Although seat belts can save lives, they may not provide optimal safety for everyone—especially elderly drivers. A team of researchers from The Ohio State University Wexner Medical Center is conducting crash tests to help improve seat belt safety and reduce injuries among that age group.
The team, led by John Bolte, associate professor of health and rehabilitation sciences at The Ohio State University College of Medicine and director of Ohio State’s Injury Biomechanics Research Center, is analyzing differences in injuries sustained in side impact car crashes involving drivers age 65 and above as a way to help improve seat belt designs to better protect this population.
“When seat belts were first designed about 4 decades ago, safety dummies tested in car crash simulations resembled the average-size male driver of 40 years old and weighing approximately 170 lbs,” says Bolte, also the study’s principal investigator, in a media release from The Ohio State University Wexner Medical Center.
In their crash test simulations, the researchers are using smaller crash test dummies that are a better representation of a more fragile older person. Their analysis will measure not only impact, but also the dummy’s position and the properties of the upper body to better predict the appropriate protection for the elderly driver, per the release.
“Age isn’t the best predictor of how someone responds to injury.
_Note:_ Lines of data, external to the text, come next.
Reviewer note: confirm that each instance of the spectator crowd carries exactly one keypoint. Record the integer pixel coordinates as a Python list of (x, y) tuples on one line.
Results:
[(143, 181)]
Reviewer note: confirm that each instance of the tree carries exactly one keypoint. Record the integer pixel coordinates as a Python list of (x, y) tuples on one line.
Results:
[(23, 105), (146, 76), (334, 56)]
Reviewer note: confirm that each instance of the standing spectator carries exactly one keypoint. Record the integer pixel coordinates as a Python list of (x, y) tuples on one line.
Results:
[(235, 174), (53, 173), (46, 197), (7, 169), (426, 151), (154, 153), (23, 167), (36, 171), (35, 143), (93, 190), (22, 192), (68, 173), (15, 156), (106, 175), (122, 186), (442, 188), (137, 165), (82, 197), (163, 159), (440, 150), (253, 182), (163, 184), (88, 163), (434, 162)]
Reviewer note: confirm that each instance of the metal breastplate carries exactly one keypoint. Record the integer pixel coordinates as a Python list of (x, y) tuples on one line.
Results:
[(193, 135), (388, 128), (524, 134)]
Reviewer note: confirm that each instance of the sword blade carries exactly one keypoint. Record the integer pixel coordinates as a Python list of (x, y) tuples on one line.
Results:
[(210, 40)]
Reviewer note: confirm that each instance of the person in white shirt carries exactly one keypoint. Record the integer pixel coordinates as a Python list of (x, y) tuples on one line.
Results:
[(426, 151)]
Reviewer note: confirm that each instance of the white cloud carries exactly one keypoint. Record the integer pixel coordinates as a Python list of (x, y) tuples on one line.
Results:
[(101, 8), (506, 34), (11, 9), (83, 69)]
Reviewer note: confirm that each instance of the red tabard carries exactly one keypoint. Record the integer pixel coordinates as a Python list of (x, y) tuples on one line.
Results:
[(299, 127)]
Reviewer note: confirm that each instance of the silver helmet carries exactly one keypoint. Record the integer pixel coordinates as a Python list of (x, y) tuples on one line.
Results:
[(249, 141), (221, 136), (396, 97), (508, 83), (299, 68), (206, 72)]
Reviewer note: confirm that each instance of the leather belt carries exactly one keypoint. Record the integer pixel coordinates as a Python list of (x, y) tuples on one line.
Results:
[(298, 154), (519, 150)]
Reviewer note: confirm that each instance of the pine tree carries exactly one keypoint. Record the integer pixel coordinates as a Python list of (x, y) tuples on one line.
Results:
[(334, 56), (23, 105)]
We need to move the field away from age and into something more scientifically based, such as looking at properties of the thorax or upper body to better predict how much impact is associated with certain injuries,” Bolte adds.
Even improperly fitted seat belts can save lives, but they can also cause injury, such as fractured ribs or a broken pelvis. These types of injuries may not be critical for young drivers. However, they could be life threatening for elderly drivers.
“We’re hopeful our data will assist with safety design modifications to better protect the older, more vulnerable drivers,” Bolte states in the release.